Francine wipes some droplets before they slide from her eyebrows and she looks at Lawrence’s tie until its orange colour separates into component yellow and red and everything about him is only the sum of its component parts laid bare.

“Any other business?” he asks. The others mumble a no, and Francine bolts out of her chair, the creases behind her knees soaking wet.

It’s dark, everyone gone home but her. She has finally been productive. After the meeting she patted herself down with paper towel in the ladies’, took off her pantyhose, retreated to her office in bare legs and boots, and stopped asking herself what her mother had said about love. Instead she thought about one of her father’s favourite lines that he had tried on her as a teenager, when she didn’t want a part-time job: “Take Cinderella, for example; she had a good work ethic, and she had a thing for fancy shoes …” She hunkered down and cleared the backlog of reports and specifications that had piled up since the beginning of February and the last breaths of Dario Martinelli.
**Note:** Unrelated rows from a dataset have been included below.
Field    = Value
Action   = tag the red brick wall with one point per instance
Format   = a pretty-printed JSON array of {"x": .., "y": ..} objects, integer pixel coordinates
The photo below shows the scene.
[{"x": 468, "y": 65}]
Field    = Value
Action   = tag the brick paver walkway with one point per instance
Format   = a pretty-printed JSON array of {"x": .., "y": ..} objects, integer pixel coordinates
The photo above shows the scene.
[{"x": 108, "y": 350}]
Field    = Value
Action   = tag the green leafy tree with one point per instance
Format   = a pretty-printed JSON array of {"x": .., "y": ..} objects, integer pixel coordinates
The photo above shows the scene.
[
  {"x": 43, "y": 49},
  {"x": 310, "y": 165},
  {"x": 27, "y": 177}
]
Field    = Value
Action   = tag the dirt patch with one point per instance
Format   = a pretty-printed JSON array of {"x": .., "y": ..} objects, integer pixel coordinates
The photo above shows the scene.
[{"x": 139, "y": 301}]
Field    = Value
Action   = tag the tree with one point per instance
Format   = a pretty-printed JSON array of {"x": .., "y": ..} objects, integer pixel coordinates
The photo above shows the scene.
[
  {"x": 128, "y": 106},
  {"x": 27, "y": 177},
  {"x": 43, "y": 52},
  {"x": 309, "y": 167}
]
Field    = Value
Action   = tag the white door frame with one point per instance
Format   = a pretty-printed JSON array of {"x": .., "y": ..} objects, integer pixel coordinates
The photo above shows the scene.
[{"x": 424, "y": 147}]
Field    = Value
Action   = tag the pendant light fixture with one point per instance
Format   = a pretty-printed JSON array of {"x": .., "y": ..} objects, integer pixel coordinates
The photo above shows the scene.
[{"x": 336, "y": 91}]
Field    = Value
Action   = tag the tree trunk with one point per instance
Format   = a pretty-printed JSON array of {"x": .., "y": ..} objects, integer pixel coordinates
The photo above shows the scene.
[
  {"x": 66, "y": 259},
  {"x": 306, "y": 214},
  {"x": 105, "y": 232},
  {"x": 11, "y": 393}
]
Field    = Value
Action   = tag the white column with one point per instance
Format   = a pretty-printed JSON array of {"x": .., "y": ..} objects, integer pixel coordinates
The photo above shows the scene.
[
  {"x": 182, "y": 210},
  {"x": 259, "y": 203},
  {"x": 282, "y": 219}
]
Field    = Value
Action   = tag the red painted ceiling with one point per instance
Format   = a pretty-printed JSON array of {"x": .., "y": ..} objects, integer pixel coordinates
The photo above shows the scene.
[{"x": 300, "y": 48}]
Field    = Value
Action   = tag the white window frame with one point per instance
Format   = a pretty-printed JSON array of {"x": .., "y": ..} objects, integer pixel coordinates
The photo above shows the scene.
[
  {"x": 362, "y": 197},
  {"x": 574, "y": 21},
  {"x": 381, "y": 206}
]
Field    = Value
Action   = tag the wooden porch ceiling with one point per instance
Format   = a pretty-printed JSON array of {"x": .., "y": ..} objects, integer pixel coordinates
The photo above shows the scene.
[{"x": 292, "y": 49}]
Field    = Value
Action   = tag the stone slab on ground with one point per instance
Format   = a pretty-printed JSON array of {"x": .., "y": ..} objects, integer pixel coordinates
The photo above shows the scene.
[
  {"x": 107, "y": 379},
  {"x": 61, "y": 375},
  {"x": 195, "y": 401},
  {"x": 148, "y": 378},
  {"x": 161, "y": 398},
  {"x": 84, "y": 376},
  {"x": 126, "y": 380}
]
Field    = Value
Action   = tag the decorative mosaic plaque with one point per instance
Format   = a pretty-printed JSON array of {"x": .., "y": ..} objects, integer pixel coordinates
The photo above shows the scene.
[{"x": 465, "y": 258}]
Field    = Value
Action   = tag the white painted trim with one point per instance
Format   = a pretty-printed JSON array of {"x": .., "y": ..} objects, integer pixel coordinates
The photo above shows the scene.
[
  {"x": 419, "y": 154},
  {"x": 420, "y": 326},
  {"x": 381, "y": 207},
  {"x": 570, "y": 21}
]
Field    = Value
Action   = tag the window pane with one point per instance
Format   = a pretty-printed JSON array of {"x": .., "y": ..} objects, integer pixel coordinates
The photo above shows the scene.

Now she is starving; her bare legs are splotchy with cold. As she closes her office door she catches sight of Lawrence ahead of her in the corridor.

“Larry!” she calls out. He turns and smiles. His orange tie is loosened, drawn down, rousing. She swallows and thinks of her splotchy legs.

“Working late—that’s not like you, Larry!”

“You don’t know me then,” he says and she’s aware of all the things she doesn’t know, one for sure being how to talk to a man who once told her that his wife never appreciated him in bed; another being how to hide her legs; and the last being why she feels that Lawrence is necessary right now.

“You have plans for dinner?” she asks.

“No, not really. Starving. Shall we?”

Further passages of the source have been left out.